Beginning Feb. 1, the Bradshaw Quarry Solid Waste Convenience Center will be open two days per week, reduced from four currently in response to budgetary constraints. The new schedule has the center open on Saturday from 7 a.m. to 5 p.m. and Tuesday 7 a.m. to 6 p.m. The other four convenience centers at Eubanks, Ferguson, High Rock and Walnut Grove Church roads will continue to operate on the current schedule of Monday, Tuesday and Friday from 7 a.m. to 6 p.m. and Saturday 7 a.m. to 5 p.m.

While the county has not made any long-term decisions on the future of the solid waste convenience centers, it is certainly clear from the more than 430,000 visits to the sites last year and the general opinions of especially rural area residents that the convenience centers are highly valued and therefore likely to remain a part of the county solid waste management operations in the foreseeable future. The more pressing questions are how to pay for them and how they should be operated, designed and located.

Currently the solid waste operations at the centers are funded with county general fund tax revenues at more than $2.2 million per year. Should they continue to be completely tax-supported or should other sources of funding be considered is a key issue as well as future hours of operation, design and functions at each center. These issues as well as approaches to expanding rural recycling and potential county involvement in waste collection will become more critical in the next two to three years when all trash will be trucked long distances for disposal after Orange County's landfill is full in 2012.

A lot of analytical information and some options for the long-term future of convenience centers have been posted on the county web site at the solid waste page: http://www.co.orange.nc.us/recycling/workgroup.asp. The multi-jurisdictional Solid Waste Plan Work Group will continue its work on the county's long-term solid waste plan including recommendations specific to the convenience centers and other rural area issues.

A citizen from Carrboro called recently with two questions that may be of broader interest, so we reiterate them here:

1. I have some non-working, cheap lamps that are more than 50 percent metal. Should I put them out with the trash? They do not fit inside my trash roll cart.

No: if they don't fit in your roll cart, the regular solid waste collection truck will not pick them up and you will have to pay the town a separate bulky goods collection fee to have them picked up for disposal from the curb. Instead, if the lamps are mostly metal, bring them to a solid waste convenience center and put them in the scrap metal bin. The site attendant will render the final judgment about if the item is destined for trash or has enough metal content to be worth recycling.

2. I have some out of date medications and inhalers, what is the best way to dispose of them?

Bring them to the county's hazardous household waste program at the landfill, open 10 a.m. to 6 p.m. Monday through Friday and 7:30 a.m. to noon Saturday. If the inhalers are empty and made of metal, you may put them in your recycling bin along with other metal cans. Plastic prescription bottles are not recyclable; throw them out. If you cannot make it to the HHW site, you may safely dispose of the medication and the inhalers in the trash. Do not flush medication down the toilet or sink.

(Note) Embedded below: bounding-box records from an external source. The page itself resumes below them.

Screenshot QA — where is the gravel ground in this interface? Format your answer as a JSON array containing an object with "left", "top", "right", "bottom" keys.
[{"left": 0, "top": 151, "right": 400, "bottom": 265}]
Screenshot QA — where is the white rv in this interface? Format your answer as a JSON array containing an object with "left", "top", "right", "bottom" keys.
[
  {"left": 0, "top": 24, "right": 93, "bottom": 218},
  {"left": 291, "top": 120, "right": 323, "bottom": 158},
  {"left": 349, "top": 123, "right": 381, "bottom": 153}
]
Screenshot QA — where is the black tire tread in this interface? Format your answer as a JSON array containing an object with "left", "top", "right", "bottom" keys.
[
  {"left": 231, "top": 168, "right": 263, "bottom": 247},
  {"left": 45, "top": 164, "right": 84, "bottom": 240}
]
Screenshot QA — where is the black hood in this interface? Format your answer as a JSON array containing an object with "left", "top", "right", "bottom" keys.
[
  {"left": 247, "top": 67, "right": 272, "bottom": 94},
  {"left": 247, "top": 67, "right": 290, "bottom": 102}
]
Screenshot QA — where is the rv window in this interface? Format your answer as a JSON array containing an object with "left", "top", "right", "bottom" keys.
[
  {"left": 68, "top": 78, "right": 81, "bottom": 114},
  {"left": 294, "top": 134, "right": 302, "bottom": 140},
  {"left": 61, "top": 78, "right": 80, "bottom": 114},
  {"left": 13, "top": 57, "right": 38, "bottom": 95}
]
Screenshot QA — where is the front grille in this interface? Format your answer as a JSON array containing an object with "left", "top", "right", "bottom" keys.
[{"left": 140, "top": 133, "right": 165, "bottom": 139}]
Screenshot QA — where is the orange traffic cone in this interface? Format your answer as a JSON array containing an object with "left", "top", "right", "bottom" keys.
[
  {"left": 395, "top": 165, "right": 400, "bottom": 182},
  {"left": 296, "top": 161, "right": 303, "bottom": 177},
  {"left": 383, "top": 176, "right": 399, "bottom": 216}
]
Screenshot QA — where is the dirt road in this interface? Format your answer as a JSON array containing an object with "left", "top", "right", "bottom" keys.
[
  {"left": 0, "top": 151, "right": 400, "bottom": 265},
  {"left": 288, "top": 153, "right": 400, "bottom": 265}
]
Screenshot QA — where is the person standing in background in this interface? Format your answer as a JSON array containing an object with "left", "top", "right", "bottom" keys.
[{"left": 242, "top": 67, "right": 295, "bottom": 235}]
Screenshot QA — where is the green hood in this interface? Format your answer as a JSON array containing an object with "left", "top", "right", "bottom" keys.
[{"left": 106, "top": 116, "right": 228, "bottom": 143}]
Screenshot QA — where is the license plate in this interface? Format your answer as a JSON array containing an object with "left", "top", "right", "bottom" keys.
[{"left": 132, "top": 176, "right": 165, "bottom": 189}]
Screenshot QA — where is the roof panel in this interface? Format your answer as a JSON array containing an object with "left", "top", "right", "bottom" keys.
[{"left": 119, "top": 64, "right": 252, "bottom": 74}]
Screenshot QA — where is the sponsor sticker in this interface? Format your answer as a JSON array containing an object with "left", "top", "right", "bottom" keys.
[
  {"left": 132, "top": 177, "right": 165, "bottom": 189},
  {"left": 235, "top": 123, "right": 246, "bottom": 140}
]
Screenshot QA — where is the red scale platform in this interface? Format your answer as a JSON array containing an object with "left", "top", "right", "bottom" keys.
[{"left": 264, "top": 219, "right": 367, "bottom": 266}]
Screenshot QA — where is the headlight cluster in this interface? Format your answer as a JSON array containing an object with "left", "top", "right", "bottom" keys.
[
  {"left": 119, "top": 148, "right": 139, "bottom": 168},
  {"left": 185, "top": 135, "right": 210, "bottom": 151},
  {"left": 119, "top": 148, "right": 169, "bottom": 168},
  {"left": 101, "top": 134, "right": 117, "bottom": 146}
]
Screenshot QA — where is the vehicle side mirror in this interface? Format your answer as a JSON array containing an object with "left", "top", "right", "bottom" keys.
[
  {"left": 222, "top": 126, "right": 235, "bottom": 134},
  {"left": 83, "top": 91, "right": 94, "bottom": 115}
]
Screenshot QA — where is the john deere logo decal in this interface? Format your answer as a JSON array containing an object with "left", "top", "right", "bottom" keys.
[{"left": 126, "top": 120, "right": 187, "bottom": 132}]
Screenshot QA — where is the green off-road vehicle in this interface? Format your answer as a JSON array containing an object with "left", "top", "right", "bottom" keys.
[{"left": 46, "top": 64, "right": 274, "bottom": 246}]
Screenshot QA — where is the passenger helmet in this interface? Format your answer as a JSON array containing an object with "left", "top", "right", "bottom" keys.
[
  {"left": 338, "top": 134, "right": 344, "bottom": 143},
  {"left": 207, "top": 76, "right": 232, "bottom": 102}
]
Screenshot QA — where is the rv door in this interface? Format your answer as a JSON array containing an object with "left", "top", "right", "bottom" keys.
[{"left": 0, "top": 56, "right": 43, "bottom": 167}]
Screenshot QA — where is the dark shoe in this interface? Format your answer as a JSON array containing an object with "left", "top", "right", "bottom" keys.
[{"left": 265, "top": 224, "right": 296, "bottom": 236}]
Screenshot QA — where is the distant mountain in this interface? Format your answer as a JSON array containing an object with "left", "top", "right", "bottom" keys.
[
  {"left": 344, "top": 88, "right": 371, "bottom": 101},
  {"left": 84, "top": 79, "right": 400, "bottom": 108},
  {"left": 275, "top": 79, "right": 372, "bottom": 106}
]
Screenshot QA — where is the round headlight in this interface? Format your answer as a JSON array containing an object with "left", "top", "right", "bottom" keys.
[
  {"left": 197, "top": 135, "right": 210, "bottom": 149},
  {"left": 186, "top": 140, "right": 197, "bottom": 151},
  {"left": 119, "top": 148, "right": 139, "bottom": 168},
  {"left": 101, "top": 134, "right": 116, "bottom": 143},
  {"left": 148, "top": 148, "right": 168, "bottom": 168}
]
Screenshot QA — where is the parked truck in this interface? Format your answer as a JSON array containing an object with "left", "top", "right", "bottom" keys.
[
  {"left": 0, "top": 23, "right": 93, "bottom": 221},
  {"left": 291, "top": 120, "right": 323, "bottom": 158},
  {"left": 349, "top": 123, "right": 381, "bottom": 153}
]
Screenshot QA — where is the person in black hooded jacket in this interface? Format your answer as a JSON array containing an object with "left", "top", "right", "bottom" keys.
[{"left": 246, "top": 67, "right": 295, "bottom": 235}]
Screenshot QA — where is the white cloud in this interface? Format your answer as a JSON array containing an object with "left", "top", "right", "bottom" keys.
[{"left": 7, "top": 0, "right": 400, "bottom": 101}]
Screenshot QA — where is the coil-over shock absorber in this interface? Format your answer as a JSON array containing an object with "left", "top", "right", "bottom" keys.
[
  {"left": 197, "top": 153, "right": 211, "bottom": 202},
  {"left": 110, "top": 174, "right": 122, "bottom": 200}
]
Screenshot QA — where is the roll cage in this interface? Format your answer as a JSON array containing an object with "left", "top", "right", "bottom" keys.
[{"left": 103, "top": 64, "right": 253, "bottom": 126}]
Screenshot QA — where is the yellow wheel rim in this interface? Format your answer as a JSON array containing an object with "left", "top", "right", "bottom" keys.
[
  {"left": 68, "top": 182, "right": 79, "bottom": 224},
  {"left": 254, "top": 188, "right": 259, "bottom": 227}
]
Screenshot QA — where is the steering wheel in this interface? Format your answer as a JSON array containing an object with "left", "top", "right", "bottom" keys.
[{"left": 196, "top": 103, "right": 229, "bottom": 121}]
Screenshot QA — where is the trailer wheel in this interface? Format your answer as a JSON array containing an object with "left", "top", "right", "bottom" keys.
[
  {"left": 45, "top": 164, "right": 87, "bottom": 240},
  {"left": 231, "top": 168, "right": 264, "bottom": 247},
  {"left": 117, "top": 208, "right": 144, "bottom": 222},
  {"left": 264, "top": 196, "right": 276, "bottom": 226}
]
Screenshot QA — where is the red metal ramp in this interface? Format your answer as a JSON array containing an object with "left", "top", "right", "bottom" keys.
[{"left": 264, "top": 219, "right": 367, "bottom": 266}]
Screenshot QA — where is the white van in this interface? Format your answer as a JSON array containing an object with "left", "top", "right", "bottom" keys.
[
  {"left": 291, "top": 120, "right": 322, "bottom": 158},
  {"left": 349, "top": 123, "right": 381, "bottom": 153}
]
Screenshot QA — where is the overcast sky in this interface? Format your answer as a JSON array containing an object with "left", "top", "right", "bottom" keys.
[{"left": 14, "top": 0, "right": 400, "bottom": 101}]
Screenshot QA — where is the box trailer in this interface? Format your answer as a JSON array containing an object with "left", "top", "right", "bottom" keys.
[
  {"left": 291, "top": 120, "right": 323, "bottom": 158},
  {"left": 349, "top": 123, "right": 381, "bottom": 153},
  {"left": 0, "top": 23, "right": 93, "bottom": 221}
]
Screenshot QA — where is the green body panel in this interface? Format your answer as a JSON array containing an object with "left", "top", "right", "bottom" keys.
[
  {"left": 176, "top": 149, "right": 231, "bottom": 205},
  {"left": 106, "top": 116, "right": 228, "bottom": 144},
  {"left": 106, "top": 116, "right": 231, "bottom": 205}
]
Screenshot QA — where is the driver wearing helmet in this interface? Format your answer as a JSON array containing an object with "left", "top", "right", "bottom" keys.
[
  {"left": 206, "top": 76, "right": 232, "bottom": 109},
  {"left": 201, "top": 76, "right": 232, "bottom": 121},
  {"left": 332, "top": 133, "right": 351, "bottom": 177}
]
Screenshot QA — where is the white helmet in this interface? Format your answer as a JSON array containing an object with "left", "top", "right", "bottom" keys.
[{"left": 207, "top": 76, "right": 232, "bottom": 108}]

On Jan. 21 at 2:30 p.m., I will give a presentation to the Village Elders group and take questions at the Seymour Senior Center on Homestead Road in Chapel Hill on the future of solid waste management in Orange County.

On Jan. 25, at 7 p.m., locally based plastics recycling specialist Ms. Nina Bellucci-Butler will lead a free public discussion about solid waste recycling and what happens to materials after they enter your recycling bin as part of a new series called "Growing a Positive Future Together."

The meeting will be held at Extraordinary Ventures, 200 S. Elliott Road in Chapel Hill. This series of public education seminars is being conducted by the newly formed Transition Carrboro-Chapel Hill group (www.transitioncch.org). The discussion will be preceded by screening of a short documentary film "Point of Return" illustrating how recycling fits into a new, low carbon, sustainable economy.